AgentSkillsCN

run-live-evals

使用Wrangler `.dev.vars`密钥,在本地运行Wodbrains Worker的解析评估与Gemini实时测试。在需要针对真实模型运行`parse.evals.test.ts` / `parse.gemini.test.ts`时使用(RUN_LIVE_AI_TESTS=1)。

SKILL.md
--- frontmatter
name: run-live-evals
description: Run Wodbrains worker parse evals and live Gemini tests locally using Wrangler `.dev.vars` keys. Use when you need to run `parse.evals.test.ts` / `parse.gemini.test.ts` against the real model (RUN_LIVE_AI_TESTS=1).

Run live evals (worker)

What this runs

  • apps/worker/test/parse.evals.test.ts (the eval manifest / fixtures)
  • apps/worker/test/parse.gemini.test.ts (text + URL + image live parsing)

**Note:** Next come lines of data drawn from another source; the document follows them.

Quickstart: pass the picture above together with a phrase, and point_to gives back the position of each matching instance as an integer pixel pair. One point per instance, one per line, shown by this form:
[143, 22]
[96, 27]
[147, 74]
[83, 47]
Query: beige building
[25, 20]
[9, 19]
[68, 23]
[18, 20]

These are “live” because they call the real Gemini API using GOOGLE_GENERATIVE_AI_API_KEY.

Prereqs

  • Ensure apps/worker/.dev.vars exists and contains GOOGLE_GENERATIVE_AI_API_KEY=...
  • Do not commit .dev.vars (it contains secrets)

Run

From repo root:

bash
pnpm test:live-evals

Equivalent manual command:

bash
set -a && . "apps/worker/.dev.vars" && set +a && RUN_LIVE_AI_TESTS=1 \
  pnpm --filter worker test -- test/parse.evals.test.ts test/parse.gemini.test.ts

Common gotchas

  • Tests “skipped”: live suites are gated on RUN_LIVE_AI_TESTS=1 and a present API key.
  • Workers runtime env: in @cloudflare/vitest-pool-workers tests, prefer cloudflare:test env bindings for gates instead of relying on process.env.